One of the reasons it is worth taking a quick look at some of these is that they highlight some of the risks associated with the sector and some of the carnage that has taken place in the last 3 or 4 years. In many cases, these stocks are trading at less than 10 percent of their prices of a few years ago. In virtually all of the cases, the big problem was defaults and write downs of assets - in some instances, combined with leverage.
- Eastern Light Capital (ELC) - This non-agency residential mortgage REIT closed Friday at $3.05 and is trading at a little more than half book value. It only has $5.4 million in assets and appears to be losing money.
- Vestin Realty Mortgage II (VRTB) - This REIT which appears to make a variety of short term loans secured by real estate closed Friday at $1.50 and is trading at less than 40% of book value. It has over $100 in assets so it is not necessarily so small that losses are inevitable. There was some insider buying last summer.
- Vestin Realty Mortgage I (VRTA) - This REIT closed Friday at $1.23 and seems to be a much smaller version of VRTB.
- Bimini Capital (OTC:BMNM) - This residential non-agency mortgage REIT closed Friday at 82 cents. The on line information is confusing but it appears that at one time it traded at a split adjusted price of over $100 a share. Its chart looks a little like the trajectory of an air-to-surface missile.
There are a few others (RTYFZ.PK; ECRO.PK) but now we are really getting into the flotsam and jetsam of a major shipwreck. Some of these stocks illustrate that the "investor revulsion" phenomenon I described in my recent Value Investing piece may still be creating bargains in the mortgage REIT space. A perusal of the Yahoo message boards for these stocks reveals how angry investors can become and how frustrating it is to be locked into a stock that is in a downward spiral. Examining these and looking at their histories helps give investors a more complete picture of the sector. Needless to say, I DO NOT ADVISE ANY RETAIL INVESTOR TO SINK ANY MONEY INTO THESE STOCKS.
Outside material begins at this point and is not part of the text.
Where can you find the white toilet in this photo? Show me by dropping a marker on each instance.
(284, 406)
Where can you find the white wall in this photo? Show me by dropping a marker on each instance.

Now for some recommendations. I feel more comfortable with and have gone long in RAIT Financial (RAS) and Gramercy Capital (GKK). In both cases, most of the debt is non-recourse and there are considerable assets left even if all of the assets associated with the non-recourse debt are wiped out (which seems very unlikely). GKK may have some bad news on the way depending on negotiations with the lenders whose loans are secured by GKK's real estate portfolio and I would review the situation and likely consider buying into dips created by such developments. The stock had quite a run last week and so it may be better to wait for a dip but an investor can never be completely sure that such an opportunity will open up. I sense that both of these stocks will be roller coaster rides so if you get involved, fasten your seat belt, take some anti-nausea medication, put on your helmet and hang on tight.
A month or so ago everyone was worried about higher interest rates and how they would affect the sector. It does appear that agency mortgage REITs would face real challenges if interest rates were to increase and their performance during the Fed's most recent episode of tightening (2004-06) was pretty dismal. There has been a rather sudden shift in thinking on these issues and it appears more and more likely that rates will stay low for a very "extended" period of time. For this reason, I am more positive on the agency mortgage REITS - I generally recommend Annaly (NLY) as the safest of the group although I also recommend that an investor diversify within the group.
PMC Commercial Trust (PCC) concluded favorable terms with its lender last week and continues to trade at a large discount to book value. I would be comfortable sticking a toe in this water and continuing to monitor developments.
None of these recommendations imply that earlier recommendations in this series are withdrawn.